Bacterial two-hybrid assays

To determine (self-) interactions, pKEK1286- and pKEK1287-derived constructs were subsequently transformed in to the E. coli reporter strain KDZif1ΔZ [70,101] and assayed for β-galactosidase activity. Experiments were performed in triplicate.

Helicase assays

Helicase activity was assayed by monitoring (and quantifying) the displacement of the radiolabelled (γ32P-ATP) 105-mer oligonucleotide oVP-1 (partially) annealed to the single-stranded circular DNA m13mp18 (ssM13; Affymetrix) essentially as previously described [57]. All reactions, containing 0.658 nM radiolabelled DNA substrate, were initiated by the addition of 2.5 mM ATP and carried out at 37°C in buffer containing 20 mM HEPES-NaOH (pH 7.5), 50 mM NaCl, 10 mM MgCl2 and 1 mM DTT for various lengths of time. In these reactions, proteins are in large excess (more than 250×) and thus not rate limiting. The reactions were terminated by adding 5× SDS-STOP buffer (100 mM Tris pH 8.0, 200 mM EDTA, 2.5% w/v SDS, 50% v/v glycerol, 0.15% (w/v) bromophenol blue). Proteins were added sequentially, with a 5 min preincubation after each addition. The gel was dried, scanned and analysed using a molecular imager and associated software (Bio-Rad). Experiments were carried out in triplicate, and data analysis was performed using Prism 6 (GraphPad Software).

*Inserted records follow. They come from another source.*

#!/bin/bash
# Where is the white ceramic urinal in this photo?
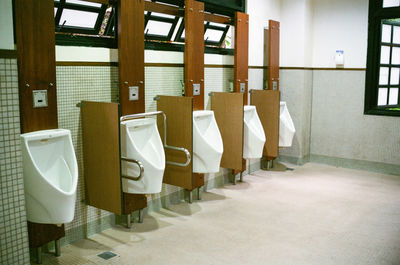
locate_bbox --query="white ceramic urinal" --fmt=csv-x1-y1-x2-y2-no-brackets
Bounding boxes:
21,129,78,224
193,110,224,173
121,118,165,194
279,101,296,147
243,106,265,159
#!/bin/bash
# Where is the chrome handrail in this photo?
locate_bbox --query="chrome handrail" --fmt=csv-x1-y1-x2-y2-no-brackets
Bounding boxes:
121,156,144,181
120,110,191,167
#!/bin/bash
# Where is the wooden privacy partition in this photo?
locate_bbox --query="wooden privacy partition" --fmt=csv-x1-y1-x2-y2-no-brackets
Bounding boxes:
81,101,122,215
14,0,58,133
184,0,204,110
157,96,195,190
250,90,279,160
118,0,145,115
14,0,65,248
234,12,249,104
268,20,280,90
211,92,244,171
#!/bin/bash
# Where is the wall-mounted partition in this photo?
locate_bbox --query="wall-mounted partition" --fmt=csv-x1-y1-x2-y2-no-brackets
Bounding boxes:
80,101,147,222
184,0,204,110
14,0,65,254
267,20,280,90
118,0,145,116
210,92,245,171
14,0,58,133
250,90,280,160
234,12,249,105
157,96,195,191
81,101,123,215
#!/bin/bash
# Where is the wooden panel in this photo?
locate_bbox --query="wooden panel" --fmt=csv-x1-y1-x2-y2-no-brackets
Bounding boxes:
28,221,65,248
14,0,58,133
234,12,249,105
184,0,204,110
81,101,122,214
250,90,279,160
0,49,17,58
157,96,193,190
204,13,234,25
268,20,280,90
118,0,145,115
211,92,243,170
144,1,185,17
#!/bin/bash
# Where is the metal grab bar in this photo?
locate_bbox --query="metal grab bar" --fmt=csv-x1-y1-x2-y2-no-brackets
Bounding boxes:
164,145,191,167
120,111,192,167
121,156,144,181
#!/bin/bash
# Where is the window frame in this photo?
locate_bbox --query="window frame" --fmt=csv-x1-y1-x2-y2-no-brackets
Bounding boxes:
364,0,400,116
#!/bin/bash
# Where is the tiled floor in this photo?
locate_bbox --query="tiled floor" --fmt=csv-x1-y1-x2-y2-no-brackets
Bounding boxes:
37,163,400,265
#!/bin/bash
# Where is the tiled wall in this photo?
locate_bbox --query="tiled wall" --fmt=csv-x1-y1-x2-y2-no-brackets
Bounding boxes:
56,66,118,242
57,66,233,243
0,59,29,264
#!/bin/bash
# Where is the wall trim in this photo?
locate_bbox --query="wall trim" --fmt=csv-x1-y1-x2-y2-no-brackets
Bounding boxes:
0,49,17,59
54,60,366,71
310,154,400,176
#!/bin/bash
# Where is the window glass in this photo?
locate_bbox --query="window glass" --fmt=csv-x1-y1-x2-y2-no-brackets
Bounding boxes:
389,87,399,105
60,8,99,28
151,12,175,19
379,67,389,85
378,87,387,106
382,24,392,42
393,26,400,44
383,0,400,8
204,29,224,42
381,46,390,64
65,0,101,7
144,20,172,36
392,47,400,64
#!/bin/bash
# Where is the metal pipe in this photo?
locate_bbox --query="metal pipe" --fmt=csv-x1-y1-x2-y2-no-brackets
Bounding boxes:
121,156,144,181
126,214,131,228
36,247,43,264
54,239,61,257
139,209,143,223
120,110,191,167
189,191,193,204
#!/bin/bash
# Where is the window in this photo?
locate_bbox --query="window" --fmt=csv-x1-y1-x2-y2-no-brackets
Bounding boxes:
54,0,234,55
54,0,117,48
364,0,400,116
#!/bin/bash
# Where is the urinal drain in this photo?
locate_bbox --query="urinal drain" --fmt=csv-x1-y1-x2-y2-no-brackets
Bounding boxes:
97,251,117,260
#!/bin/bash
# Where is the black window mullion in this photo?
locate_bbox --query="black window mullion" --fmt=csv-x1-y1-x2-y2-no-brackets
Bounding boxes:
94,5,107,35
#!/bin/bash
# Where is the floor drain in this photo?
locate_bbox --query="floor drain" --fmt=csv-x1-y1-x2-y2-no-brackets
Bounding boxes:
97,251,117,260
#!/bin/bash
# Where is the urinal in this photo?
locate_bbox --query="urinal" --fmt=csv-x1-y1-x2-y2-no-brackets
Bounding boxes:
21,129,78,224
279,101,296,147
243,106,265,159
193,110,224,173
121,118,165,194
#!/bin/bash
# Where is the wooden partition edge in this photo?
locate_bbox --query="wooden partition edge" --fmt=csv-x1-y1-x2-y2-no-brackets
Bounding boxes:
0,49,17,59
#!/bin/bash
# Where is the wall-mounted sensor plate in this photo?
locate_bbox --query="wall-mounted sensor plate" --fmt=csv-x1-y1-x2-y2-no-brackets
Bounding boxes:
129,86,139,100
193,84,200,96
32,90,47,108
240,83,246,93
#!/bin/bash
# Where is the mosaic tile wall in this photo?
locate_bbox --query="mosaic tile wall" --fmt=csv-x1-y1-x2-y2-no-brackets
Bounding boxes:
57,66,238,243
0,59,29,264
56,66,118,242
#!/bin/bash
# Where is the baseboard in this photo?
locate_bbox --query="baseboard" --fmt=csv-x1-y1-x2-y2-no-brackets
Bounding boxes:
278,155,310,166
310,154,400,176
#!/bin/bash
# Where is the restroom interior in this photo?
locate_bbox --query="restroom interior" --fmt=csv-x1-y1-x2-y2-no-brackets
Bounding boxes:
0,0,400,264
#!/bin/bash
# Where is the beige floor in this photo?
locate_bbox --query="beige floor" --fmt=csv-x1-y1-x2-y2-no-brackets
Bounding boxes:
39,163,400,265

RNA primer synthesis assay and thermally denaturing HPLC analysis

RNA priming assays and denaturing HPLC analyses were conducted as was previously described for other mesophilic bacterial primases [76]. The purified oligonucleotide templates used in this study were synthesized by Integrated DNA Technologies (Coralville, IA, USA). All RNA primer synthesis reactions were carried out in 50 µl nuclease-free water containing 50 mM HEPES pH 7.5, 100 mM potassium glutamate, 10 mM DTT, 2 µM ssDNA template, 30 mM magnesium acetate and 1.2 mM of each NTP, unless otherwise specified. For the denaturing HPLC analyses, a gradient 0–8.8% v/v acetonitrile over 16 min was used to obtain optimal separation of primer products and ssDNA templates on a WAVE HPLC nucleic acid fragment analysis system equipped with a DNA Sep HPLC column (Transgenomic; Omaha, NE, USA). The moles of RNA primers synthesized were quantified as previously described [56].